Many oil producers, utilities and manufacturing plants have yet to factor in the added expense if the United States – as is expected in the next few years – imposes caps on carbon-dioxide emissions. Similarly, many companies with big real-estate holdings in U.S. coastal regions haven’t calculated their exposure to increased tropical storms and rising seas.
Most of the financial institutions that lend to these companies and the insurance companies that protect them also have yet to adequately consider how they might get burned.
"It’s like subprime mortgages…one of longest kept secrets of uncalculated risk," said Mindy Lubber, president of Ceres, a coalition of investors and environmental groups, which co-hosted yesterday’s event. "By not acting on climate change…we face the same kind of [risks] with what we’re seeing in subprime."
Former U.S. vice president Al Gore, who was awarded the Nobel Peace Prize last year for bringing attention to the issue of climate change, echoed that theme as keynote speaker, urging investors to dump any assets they hold in businesses that are heavily reliant on carbon-intensive energy – or risk losing a ton of money down the road.
"You need to really scrub your investment portfolios, because I guarantee you…that if you really take a fine-tooth comb and go through your portfolios, many of you are going to find them chock-full of "subprime" carbon assets," Mr. Gore said according to an Associated Press report of the speech, which was closed to the press.
Similar to betting on subprime mortgages given to people with bad credit histories, "the assumption that you can safely invest in assets that come from business models that assume carbon is free is an assumption that is about to go splat," Mr. Gore added.
Wall Street is starting to catch on. This month, a group of big U.S. banks said lending for coal-fired power plans would hinge on utilities demonstrating they’d be economically viable under a crackdown on emissions.

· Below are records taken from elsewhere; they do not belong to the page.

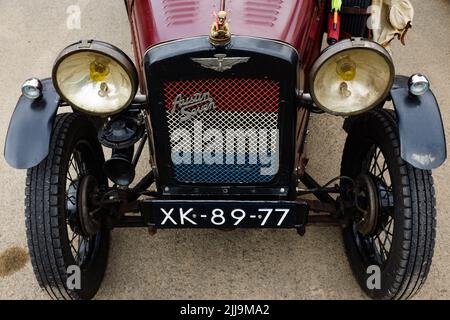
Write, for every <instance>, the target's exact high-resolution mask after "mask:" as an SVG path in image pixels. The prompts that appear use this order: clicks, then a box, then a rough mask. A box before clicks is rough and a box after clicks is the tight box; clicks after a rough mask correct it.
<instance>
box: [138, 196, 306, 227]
mask: <svg viewBox="0 0 450 320" xmlns="http://www.w3.org/2000/svg"><path fill="white" fill-rule="evenodd" d="M144 207H146V208H147V210H144V211H147V212H149V211H150V216H149V219H148V220H149V221H148V222H149V224H152V225H154V226H156V227H158V228H298V227H300V226H302V225H304V224H305V220H306V216H307V211H308V208H307V205H306V204H305V203H301V202H294V201H173V200H168V201H165V200H154V201H148V202H147V203H145V204H144Z"/></svg>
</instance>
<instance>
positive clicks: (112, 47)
mask: <svg viewBox="0 0 450 320" xmlns="http://www.w3.org/2000/svg"><path fill="white" fill-rule="evenodd" d="M80 52H94V53H98V54H102V55H106V56H108V57H110V58H111V59H113V60H114V61H115V62H117V63H118V64H119V65H120V66H121V67H122V68H123V69H124V70H125V71H126V73H127V74H128V76H129V77H130V80H131V86H132V91H131V95H130V98H129V100H128V101H127V103H126V104H125V105H124V106H123V107H121V108H119V109H118V110H116V111H114V112H108V113H101V112H100V113H97V112H92V111H89V110H86V109H83V108H80V107H78V106H77V105H75V104H74V103H73V102H72V101H70V100H69V99H68V98H67V97H66V96H65V95H64V94H63V92H62V90H61V89H60V87H59V85H58V81H57V78H56V76H57V72H58V68H59V66H60V65H61V63H62V62H63V61H64V60H65V59H67V58H68V57H70V56H72V55H75V54H78V53H80ZM52 81H53V85H54V87H55V90H56V92H58V94H59V95H60V97H61V99H62V100H64V101H65V102H67V103H68V104H69V105H70V106H71V107H72V108H74V109H76V110H79V111H80V112H83V113H85V114H89V115H93V116H105V117H106V116H109V115H114V114H117V113H120V112H122V111H123V110H124V109H126V108H127V107H128V106H129V105H130V104H131V102H132V101H133V99H134V97H135V96H136V93H137V91H138V89H139V77H138V73H137V70H136V67H135V65H134V63H133V61H132V60H131V58H130V57H129V56H128V55H127V54H126V53H125V52H123V51H122V50H121V49H119V48H118V47H116V46H114V45H112V44H110V43H107V42H104V41H100V40H81V41H78V42H75V43H73V44H71V45H69V46H67V47H66V48H64V49H63V50H62V51H61V52H60V53H59V55H58V56H57V58H56V60H55V63H54V64H53V69H52Z"/></svg>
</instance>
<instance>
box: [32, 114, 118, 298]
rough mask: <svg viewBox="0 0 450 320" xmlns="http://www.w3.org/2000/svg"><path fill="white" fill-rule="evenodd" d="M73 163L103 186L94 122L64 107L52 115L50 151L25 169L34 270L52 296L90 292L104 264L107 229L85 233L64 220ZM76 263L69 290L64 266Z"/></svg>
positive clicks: (70, 295)
mask: <svg viewBox="0 0 450 320" xmlns="http://www.w3.org/2000/svg"><path fill="white" fill-rule="evenodd" d="M75 154H76V155H77V156H76V157H75V156H74V157H73V158H72V155H75ZM75 163H76V165H77V166H78V167H77V168H76V169H78V168H79V169H78V170H79V172H82V174H81V173H80V174H79V175H78V176H77V177H78V178H77V179H78V180H79V179H81V177H82V176H84V175H87V174H89V175H92V176H95V179H97V181H98V182H99V183H100V184H102V185H103V186H107V179H106V178H105V177H104V175H103V173H102V165H103V163H104V156H103V150H102V148H101V146H100V144H99V142H98V140H97V135H96V131H95V129H94V127H93V126H92V125H91V124H90V122H89V121H88V120H87V119H86V118H85V117H83V116H81V115H79V114H75V113H65V114H61V115H58V116H57V117H56V120H55V123H54V130H53V134H52V138H51V142H50V152H49V154H48V156H47V157H46V158H45V159H44V160H43V161H42V162H41V163H40V164H39V165H37V166H36V167H33V168H31V169H29V170H28V172H27V180H26V199H25V221H26V232H27V241H28V248H29V252H30V256H31V262H32V265H33V271H34V273H35V276H36V278H37V281H38V283H39V285H40V286H41V288H43V289H44V290H45V291H46V292H47V293H48V294H49V296H50V297H51V298H53V299H91V298H93V297H94V295H95V294H96V293H97V291H98V289H99V287H100V284H101V282H102V279H103V275H104V273H105V269H106V265H107V258H108V251H109V239H110V233H109V231H108V230H104V229H101V228H100V230H99V231H98V232H97V233H96V234H95V235H91V236H86V237H85V236H82V235H81V234H78V233H76V232H75V231H73V230H72V227H71V226H69V225H68V220H69V216H68V212H69V211H68V210H69V209H68V204H69V202H68V201H71V200H70V199H69V198H68V196H67V194H68V191H67V188H68V185H70V186H72V185H73V184H72V183H71V182H70V180H68V179H69V178H68V177H69V175H70V172H71V171H70V170H74V169H73V168H75V167H72V165H73V166H75V165H74V164H75ZM75 171H76V170H75ZM68 172H69V173H68ZM72 174H73V173H72ZM70 179H75V178H74V177H70ZM78 232H79V231H78ZM70 233H71V234H72V235H71V236H70ZM77 234H78V251H77V252H76V255H74V253H73V252H74V251H76V250H75V249H76V241H77ZM69 237H71V238H70V239H69ZM80 243H81V244H80ZM72 248H74V249H72ZM80 250H81V251H80ZM81 257H83V259H82V258H81ZM74 265H78V266H79V267H80V271H81V272H80V276H81V288H79V289H73V290H71V289H70V288H69V287H72V286H70V285H69V286H68V285H67V280H68V278H69V277H68V267H69V266H74ZM69 272H70V274H69V276H70V275H71V274H72V273H71V272H72V271H70V270H69Z"/></svg>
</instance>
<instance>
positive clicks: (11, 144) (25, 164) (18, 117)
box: [5, 79, 61, 169]
mask: <svg viewBox="0 0 450 320" xmlns="http://www.w3.org/2000/svg"><path fill="white" fill-rule="evenodd" d="M42 86H43V90H42V97H41V98H39V99H36V100H31V99H29V98H27V97H25V96H23V95H22V96H21V97H20V98H19V101H18V102H17V105H16V109H15V110H14V113H13V115H12V118H11V121H10V123H9V128H8V134H7V136H6V142H5V159H6V161H7V162H8V164H9V165H10V166H12V167H14V168H17V169H29V168H32V167H34V166H36V165H38V164H39V163H40V162H41V161H42V160H44V158H45V157H46V156H47V155H48V152H49V146H50V138H51V134H52V131H53V122H54V120H55V116H56V112H57V110H58V107H59V103H60V100H61V99H60V97H59V95H58V93H57V92H56V91H55V88H54V86H53V83H52V80H51V79H44V80H42Z"/></svg>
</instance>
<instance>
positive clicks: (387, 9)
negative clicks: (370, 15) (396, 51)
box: [371, 0, 414, 49]
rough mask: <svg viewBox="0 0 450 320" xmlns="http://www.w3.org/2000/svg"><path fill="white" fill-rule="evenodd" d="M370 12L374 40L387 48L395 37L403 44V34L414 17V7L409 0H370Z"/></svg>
mask: <svg viewBox="0 0 450 320" xmlns="http://www.w3.org/2000/svg"><path fill="white" fill-rule="evenodd" d="M371 13H372V16H371V24H372V26H371V28H372V35H373V40H374V41H376V42H378V43H380V44H381V45H382V46H384V47H385V48H388V47H389V45H390V43H391V41H392V40H393V39H394V38H396V37H397V38H398V39H399V40H401V41H402V43H403V44H405V43H404V36H405V34H406V32H407V31H408V29H409V28H411V26H412V22H413V18H414V8H413V6H412V4H411V2H410V1H409V0H372V7H371ZM388 49H389V48H388Z"/></svg>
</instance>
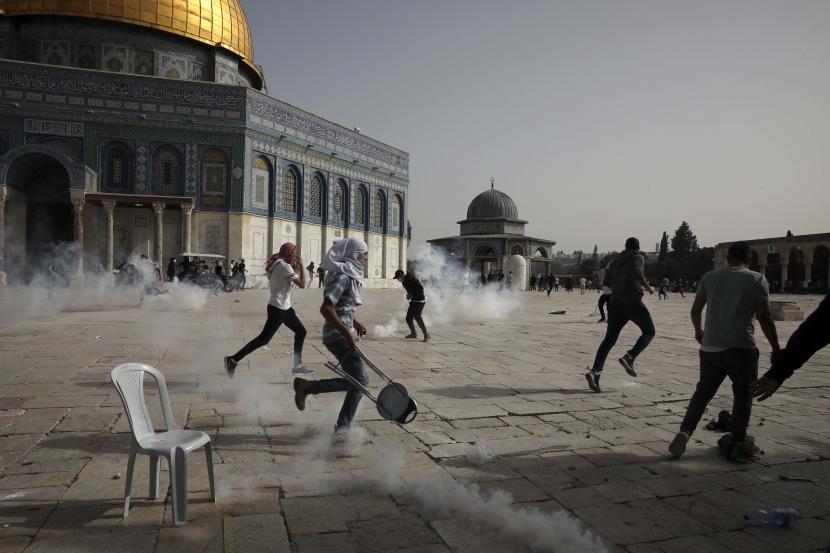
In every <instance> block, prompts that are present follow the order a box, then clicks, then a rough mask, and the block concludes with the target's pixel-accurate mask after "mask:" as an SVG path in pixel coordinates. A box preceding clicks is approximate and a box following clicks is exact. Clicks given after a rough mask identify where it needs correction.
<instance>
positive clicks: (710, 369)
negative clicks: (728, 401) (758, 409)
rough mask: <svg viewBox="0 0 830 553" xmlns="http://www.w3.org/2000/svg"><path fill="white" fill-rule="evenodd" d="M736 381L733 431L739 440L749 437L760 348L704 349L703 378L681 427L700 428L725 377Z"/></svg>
mask: <svg viewBox="0 0 830 553" xmlns="http://www.w3.org/2000/svg"><path fill="white" fill-rule="evenodd" d="M727 376H728V377H729V380H731V381H732V395H733V399H732V435H733V436H734V437H735V439H736V440H743V439H744V438H745V437H746V429H747V427H748V426H749V415H750V413H751V412H752V393H751V392H750V391H749V387H750V385H751V384H752V383H753V382H754V381H755V379H756V378H758V350H757V349H756V348H751V349H750V348H730V349H727V350H724V351H719V352H707V351H701V352H700V380H699V381H698V383H697V388H695V393H694V395H692V399H691V400H690V401H689V407H688V408H687V409H686V416H685V417H684V418H683V422H682V423H681V425H680V430H682V431H683V432H685V433H687V434H689V435H690V436H691V434H692V432H694V430H695V428H697V425H698V423H699V422H700V419H701V417H703V413H704V412H705V411H706V406H707V405H709V402H710V401H712V398H713V397H715V393H717V391H718V388H720V385H721V383H723V379H724V378H726V377H727Z"/></svg>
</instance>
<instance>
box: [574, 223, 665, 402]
mask: <svg viewBox="0 0 830 553" xmlns="http://www.w3.org/2000/svg"><path fill="white" fill-rule="evenodd" d="M643 265H645V260H644V259H643V256H642V255H640V241H639V240H637V239H636V238H634V237H631V238H629V239H628V240H626V241H625V251H624V252H623V253H621V254H620V255H618V256H617V257H616V258H615V259H614V261H613V263H612V264H611V267H610V268H609V270H608V271H606V272H605V279H604V281H603V284H605V285H606V286H609V287H610V288H611V303H610V304H609V306H608V328H607V330H606V331H605V339H603V341H602V343H601V344H600V345H599V349H597V355H596V357H595V358H594V366H593V367H592V368H591V370H589V371H588V372H587V373H585V379H586V380H587V381H588V386H589V387H590V388H591V389H592V390H593V391H595V392H600V391H601V390H600V387H599V377H600V374H602V367H603V365H605V359H606V358H607V357H608V353H609V352H610V351H611V348H612V347H614V344H616V343H617V338H619V337H620V332H622V329H623V327H624V326H625V325H626V324H628V321H632V322H633V323H634V324H635V325H637V326H638V327H639V328H640V331H641V332H642V334H641V335H640V338H639V339H638V340H637V342H636V343H635V344H634V346H633V347H632V348H631V349H630V350H628V352H627V353H626V354H625V355H623V356H622V357H620V359H619V361H620V365H622V366H623V368H624V369H625V372H627V373H628V374H629V375H630V376H635V377H636V376H637V372H636V371H635V370H634V360H635V359H636V358H637V356H638V355H640V354H641V353H642V352H643V350H644V349H646V347H648V345H649V343H650V342H651V340H652V339H653V338H654V334H655V331H654V323H653V322H652V321H651V313H649V312H648V308H647V307H646V306H645V304H644V303H643V288H645V289H646V290H648V293H649V294H653V293H654V287H652V286H651V285H650V284H649V283H648V281H647V280H646V277H645V276H644V275H643Z"/></svg>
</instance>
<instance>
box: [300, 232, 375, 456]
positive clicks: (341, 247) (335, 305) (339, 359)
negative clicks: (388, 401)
mask: <svg viewBox="0 0 830 553" xmlns="http://www.w3.org/2000/svg"><path fill="white" fill-rule="evenodd" d="M368 252H369V247H368V246H367V245H366V242H364V241H363V240H360V239H359V238H346V239H344V240H338V241H337V242H335V243H334V245H332V247H331V248H330V249H329V251H328V253H327V254H326V257H325V259H323V261H322V263H321V264H320V266H321V267H322V268H323V269H324V270H325V271H326V287H325V289H324V290H323V305H322V306H321V307H320V313H321V314H322V315H323V318H324V319H325V320H326V323H325V325H324V326H323V344H324V345H325V346H326V348H327V349H328V350H329V351H330V352H331V353H332V354H333V355H334V356H335V357H336V358H337V360H338V361H339V362H340V366H341V367H342V368H343V370H344V371H346V372H347V373H348V374H349V375H350V376H352V377H353V378H354V379H355V380H357V381H358V382H360V383H361V384H362V385H364V386H366V385H367V384H368V383H369V379H368V378H366V372H365V370H364V368H363V360H362V359H361V357H360V355H359V354H358V353H357V351H355V350H356V348H357V340H358V339H359V337H360V336H363V335H364V334H366V328H365V327H364V326H363V325H362V324H360V323H359V322H358V321H357V319H356V318H355V311H356V308H357V306H358V305H362V304H363V300H362V299H361V288H362V287H363V268H364V266H365V264H366V261H367V259H368V255H369V254H368ZM294 392H295V395H294V402H295V403H296V405H297V409H299V410H300V411H303V410H304V409H305V400H306V396H308V395H309V394H313V395H316V394H327V393H331V392H346V398H345V399H344V400H343V407H342V408H341V409H340V414H339V416H338V417H337V425H336V426H335V427H334V435H333V436H332V444H333V445H342V444H343V443H344V442H345V440H346V432H347V431H348V429H349V425H351V423H352V420H353V419H354V415H355V412H356V411H357V406H358V404H359V403H360V400H361V398H362V397H363V396H362V394H361V393H360V391H358V390H357V388H355V387H354V386H353V385H352V384H351V383H350V382H349V381H348V380H346V379H344V378H329V379H324V380H305V379H302V378H295V379H294Z"/></svg>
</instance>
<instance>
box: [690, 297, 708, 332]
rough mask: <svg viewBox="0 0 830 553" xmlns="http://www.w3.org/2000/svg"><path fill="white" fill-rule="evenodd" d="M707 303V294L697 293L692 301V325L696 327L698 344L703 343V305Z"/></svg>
mask: <svg viewBox="0 0 830 553" xmlns="http://www.w3.org/2000/svg"><path fill="white" fill-rule="evenodd" d="M704 305H706V295H705V294H697V295H696V296H695V301H694V303H692V313H691V315H692V326H694V328H695V340H697V343H698V344H702V343H703V324H702V321H703V306H704Z"/></svg>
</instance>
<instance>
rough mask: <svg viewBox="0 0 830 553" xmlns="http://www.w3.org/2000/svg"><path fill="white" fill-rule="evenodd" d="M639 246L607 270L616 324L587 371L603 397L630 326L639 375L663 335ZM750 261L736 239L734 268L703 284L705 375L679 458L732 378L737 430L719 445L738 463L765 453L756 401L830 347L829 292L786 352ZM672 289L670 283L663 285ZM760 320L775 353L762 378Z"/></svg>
mask: <svg viewBox="0 0 830 553" xmlns="http://www.w3.org/2000/svg"><path fill="white" fill-rule="evenodd" d="M639 248H640V245H639V241H638V240H637V239H636V238H633V237H632V238H629V239H628V240H627V241H626V243H625V251H624V252H623V253H622V254H620V255H618V256H616V257H615V258H614V259H613V261H612V262H611V263H610V264H609V265H608V266H607V267H606V269H605V275H604V278H603V294H602V298H601V299H600V302H602V303H601V306H600V311H601V313H602V319H601V320H606V317H605V312H604V311H603V306H604V305H606V304H607V306H608V317H607V322H608V326H607V329H606V333H605V337H604V339H603V340H602V342H601V343H600V345H599V348H598V349H597V352H596V355H595V358H594V362H593V365H592V366H591V368H590V369H589V370H588V372H587V373H585V379H586V380H587V382H588V387H589V388H590V389H591V390H593V391H594V392H597V393H599V392H601V391H602V390H601V387H600V376H601V375H602V371H603V367H604V364H605V360H606V358H607V357H608V354H609V353H610V350H611V348H612V347H613V346H614V345H615V344H616V342H617V339H618V338H619V335H620V332H621V331H622V329H623V328H624V327H625V325H626V324H628V322H633V323H634V324H635V325H636V326H637V327H639V329H640V336H639V337H638V339H637V341H636V342H635V343H634V345H633V346H632V347H631V348H630V349H628V351H626V353H625V354H624V355H622V356H621V357H620V358H619V359H618V361H619V364H620V365H621V366H622V367H623V369H624V370H625V372H626V373H627V374H628V375H629V376H631V377H633V378H636V377H637V371H636V369H635V361H636V359H637V357H638V356H639V355H640V354H641V353H642V352H643V351H644V350H645V349H646V348H647V347H648V345H649V344H650V343H651V341H652V340H653V338H654V336H655V334H656V330H655V326H654V323H653V321H652V318H651V314H650V313H649V310H648V308H647V307H646V306H645V304H644V303H643V292H644V291H647V292H648V293H649V294H654V292H655V288H654V287H653V286H652V285H651V284H650V283H649V282H648V280H646V278H645V275H644V274H643V267H644V259H643V256H642V255H641V254H640V251H639ZM750 261H751V250H750V247H749V245H748V244H747V243H745V242H736V243H734V244H732V245H731V246H730V247H729V251H728V254H727V263H728V266H727V267H725V268H723V269H718V270H714V271H710V272H708V273H706V274H705V275H704V276H703V277H702V278H701V280H700V283H699V284H698V283H696V285H695V299H694V303H693V304H692V308H691V314H690V317H691V323H692V328H693V330H694V337H695V340H697V342H698V343H699V344H700V351H699V358H700V371H699V380H698V383H697V385H696V387H695V390H694V393H693V395H692V397H691V399H690V401H689V404H688V407H687V409H686V413H685V416H684V418H683V421H682V422H681V424H680V429H679V431H678V433H677V435H676V436H675V437H674V439H673V440H672V441H671V443H670V444H669V446H668V449H669V452H670V453H671V454H672V455H673V456H675V457H676V458H680V457H681V456H682V455H683V454H684V453H685V450H686V446H687V444H688V442H689V439H690V438H691V436H692V434H693V432H694V431H695V430H696V428H697V425H698V424H699V423H700V419H701V418H702V416H703V414H704V412H705V410H706V407H707V406H708V404H709V402H710V401H711V400H712V398H713V397H714V396H715V394H716V393H717V391H718V388H719V387H720V385H721V384H722V383H723V381H724V380H725V379H726V378H727V377H728V378H729V379H730V381H731V383H732V391H733V404H732V412H731V418H730V421H731V423H730V428H729V432H727V433H726V434H724V435H723V436H722V437H721V438H720V439H719V440H718V448H719V450H720V451H721V453H722V454H723V455H724V456H725V457H726V458H727V459H729V460H730V461H734V462H736V463H746V462H748V461H749V460H750V459H751V458H752V457H753V456H755V455H757V453H758V451H759V449H758V447H757V446H756V445H755V438H754V437H753V436H751V435H750V434H748V433H747V430H748V427H749V422H750V415H751V412H752V403H753V398H757V399H758V400H759V401H763V400H765V399H767V398H768V397H770V396H771V395H772V394H774V393H775V391H776V390H777V389H778V388H779V387H780V386H781V384H782V383H783V382H784V381H785V380H786V379H787V378H789V377H790V376H791V375H792V374H793V372H794V371H795V370H797V369H798V368H800V367H801V366H803V365H804V364H805V363H806V362H807V361H808V360H809V359H810V357H811V356H812V355H813V354H814V353H815V352H817V351H818V350H820V349H822V348H824V347H826V346H827V345H828V344H829V343H830V295H828V296H826V297H825V298H824V300H823V301H822V302H821V303H820V304H819V306H818V308H817V309H816V310H815V311H814V312H813V313H812V314H811V315H810V316H809V317H808V318H807V319H806V320H805V321H804V322H803V323H802V324H801V325H800V326H799V328H798V329H797V330H796V331H795V332H794V333H793V335H792V336H791V337H790V339H789V341H788V342H787V345H786V347H785V348H781V347H780V345H779V342H778V335H777V331H776V327H775V323H774V322H773V318H772V314H771V311H770V304H769V284H768V283H767V280H766V278H765V277H764V276H763V275H761V274H760V273H757V272H755V271H751V270H750V269H749V264H750ZM668 286H669V283H668V282H667V281H666V279H664V280H663V281H662V282H661V288H663V287H668ZM704 307H705V308H706V315H705V319H704V317H703V310H704ZM754 322H757V323H758V326H760V328H761V331H762V333H763V334H764V336H765V338H766V339H767V341H768V342H769V345H770V349H771V350H772V354H771V356H770V364H771V368H770V369H769V370H768V371H767V372H766V374H764V375H763V376H762V377H761V378H758V365H759V359H760V353H759V350H758V347H757V343H756V339H755V335H754Z"/></svg>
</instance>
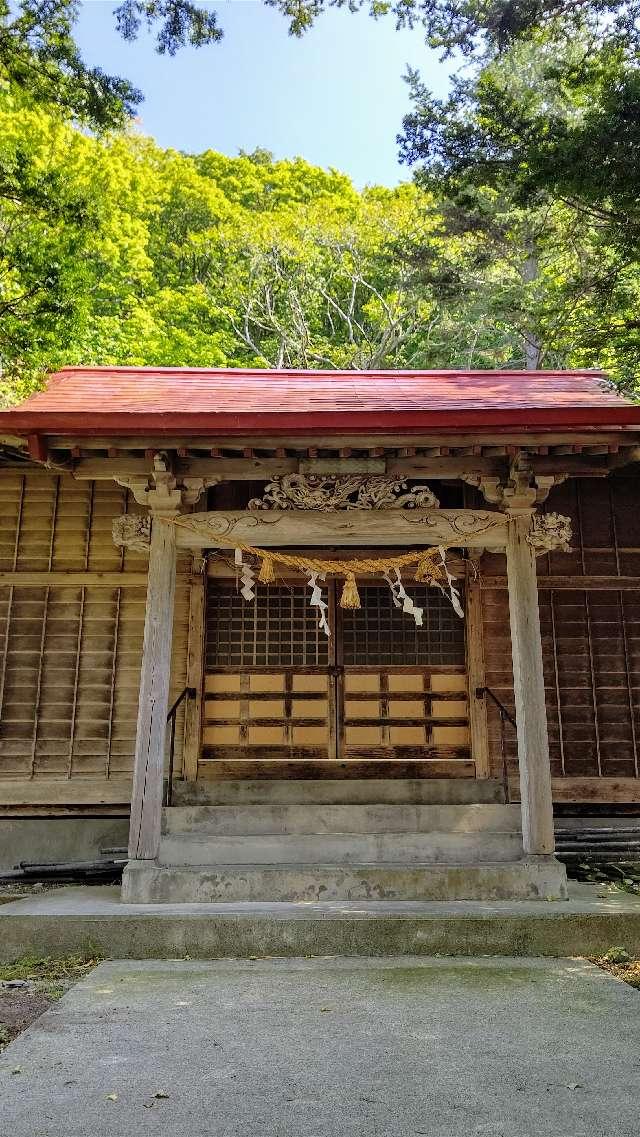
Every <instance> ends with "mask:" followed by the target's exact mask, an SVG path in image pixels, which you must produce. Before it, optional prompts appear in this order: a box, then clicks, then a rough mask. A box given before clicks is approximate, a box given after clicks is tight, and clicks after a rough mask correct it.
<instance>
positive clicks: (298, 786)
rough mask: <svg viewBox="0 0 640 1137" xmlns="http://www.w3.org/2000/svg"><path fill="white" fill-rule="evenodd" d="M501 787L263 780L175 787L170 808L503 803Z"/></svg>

Nevertheless, many companies remain oblivious to the risks, panelists at the summit said.
A survey of global executives by consultancy McKinsey found that 60% see climate change as strategically important, 82% expect to see stricter regulations on green-house gas emissions in the next three to five years, and 61% believe climate change could boost their profits. But only 40% of executives polled said their companies considered how climate change might affect their businesses.
Diana Farrell, a director for McKinsey who presented those findings yesterday, said companies’ failure to act represents an opportunity for investors.
Since the first UN Summit on Climate Risk about five years ago, investors have ratcheted up pressure on companies to disclose how they manage the risk posed by global warming. Since then, proposed shareholder resolutions on environmental concerns have jumped from five to 40 and such resolutions now get an average vote of support of 25%, up from 4%.
As part of yesterday’s summit, nearly 50 top U.S. and European institutional investors managing US$1.75 trillion in assets pledged to invest US$10 billion in clean technology opportunities over the next two years and also agreed to cut energy use in their core real estate holdings by 20% over the next three years.
The group also plans to put more pressure on Wall Street analysts, ratings agencies and banks to analyze and report on the potential impact of carbon emissions and to urge the U.S. Congress to introduce a mandatory national policy to reduce greenhouse gas emissions.
"Our goal is to transform the economy into one that is clean, green and sustainable," said California state treasurer Bill Lockyer, who sits on the boards of pension funds Calpers and Calsters.